Shopzilla boosts e-commerce with Big Data
Wednesday August 27 2014
The online marketplace is using enterprise analytic data management to gain in-depth retail insight
Online shopping comparison engine Shopzilla has complemented its Oracle enterprise data warehouse (EDW) with the addition of a Cloudera enterprise data hub to boost its e-commerce capabilities.
Shopzilla is one of the world’s largest shopping and marketing e-commerce platforms. Its consumer division operates a premier portfolio of online shopping brands in the U.S. and Europe, consisting of Bizrate, Beso, Retrevo, Shopzilla, Tada!, PrixMoinsCher, and SparDeinGeld
With its 500-terabyte data warehouse growing by five terabytes a day, reaching a global audience of over 40 million shoppers each month through both its destination websites and affiliate network, Shopzilla’s existing legacy data warehouse had outgrown its capacity, impacting on the company’s ability to provide business analytics in a timely and effective manner.
Shopzilla operates sites and business services in the United States, the United Kingdom, France and Germany with plans to roll out further across the European e-commerce market.
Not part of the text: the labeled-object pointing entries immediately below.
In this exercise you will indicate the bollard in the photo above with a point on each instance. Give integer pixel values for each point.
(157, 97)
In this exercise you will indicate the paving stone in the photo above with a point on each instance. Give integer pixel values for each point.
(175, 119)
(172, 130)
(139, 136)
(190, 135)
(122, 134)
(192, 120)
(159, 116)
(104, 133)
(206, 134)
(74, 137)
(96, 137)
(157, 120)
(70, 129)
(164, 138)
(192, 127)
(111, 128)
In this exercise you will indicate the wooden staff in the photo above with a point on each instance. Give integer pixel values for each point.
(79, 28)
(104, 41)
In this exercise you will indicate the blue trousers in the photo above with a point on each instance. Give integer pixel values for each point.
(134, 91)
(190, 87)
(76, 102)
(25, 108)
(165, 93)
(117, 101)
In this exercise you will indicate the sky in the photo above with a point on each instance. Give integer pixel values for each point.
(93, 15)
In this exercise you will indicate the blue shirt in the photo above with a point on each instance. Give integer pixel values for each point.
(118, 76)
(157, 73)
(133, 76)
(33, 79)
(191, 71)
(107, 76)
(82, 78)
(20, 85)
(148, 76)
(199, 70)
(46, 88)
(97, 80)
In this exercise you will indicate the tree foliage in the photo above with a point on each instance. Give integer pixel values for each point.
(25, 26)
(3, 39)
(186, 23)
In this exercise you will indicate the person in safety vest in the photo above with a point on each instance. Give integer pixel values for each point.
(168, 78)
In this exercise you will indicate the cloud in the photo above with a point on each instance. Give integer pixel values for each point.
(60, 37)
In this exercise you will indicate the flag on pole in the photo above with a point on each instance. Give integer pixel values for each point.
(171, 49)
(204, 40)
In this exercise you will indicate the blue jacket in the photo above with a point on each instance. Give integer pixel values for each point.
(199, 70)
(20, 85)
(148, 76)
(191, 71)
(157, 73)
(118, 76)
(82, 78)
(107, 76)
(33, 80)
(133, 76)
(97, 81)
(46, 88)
Combining consumer insights and media buying
Shopzilla is now processing 15,000 feeds and 100 million products daily from retailers using the enterprise data hub technology, which provides analytic data management powered by Apache Hadoop.
Cloudera enables Shopzilla to combine consumer insights and media buying within its existing programmatic platform, helping marketers to learn more about their customers, discover valuable audiences and activate new consumers at scale.
In this hybrid Big Data environment, Shopzilla can now process and deliver new insights on millions of page views and ten billion ad requests daily, reaching over 100 million unique visitors and gaining valuable insights in hours or minutes instead of days.
From hours to minutes
“Our legacy system delivers great performance for analytics and reporting, but didn’t have the bandwidth for the intensive data transformations we needed,” explained Paramjit Singh, director of data for Shopzilla. “It would take hours to process 100 million products per day.
"We needed enormous processing capabilities, scalability, full redundancy, and extensive storage–at a cost-effective price. Our Cloudera platform provides all that and more, while complementing our current data warehouse system. We were able to reduce latency from days to hours and soon minutes.”
Singh explained that Cloudera provides an exploration environment for Shopzilla's data scientists that reveals tremendous insights, which would be virtually impossible to obtain otherwise. “We’re able to answer complex questions on multi-structured data, such as how a user is behaving on a particular site and what ads would be most effective, as well as execute other sophisticated data mining queries.
“It improves Shopzilla’s ability to provide relevant results to users–a core tenet of our business. Many of the things we do as a business would not be possible without this platform running alongside our Oracle data warehouse.”
This improved processing performance also benefits Shopzilla’s search engine marketing (SEM) activities, allowing the company to score and bid on ten million keywords each day.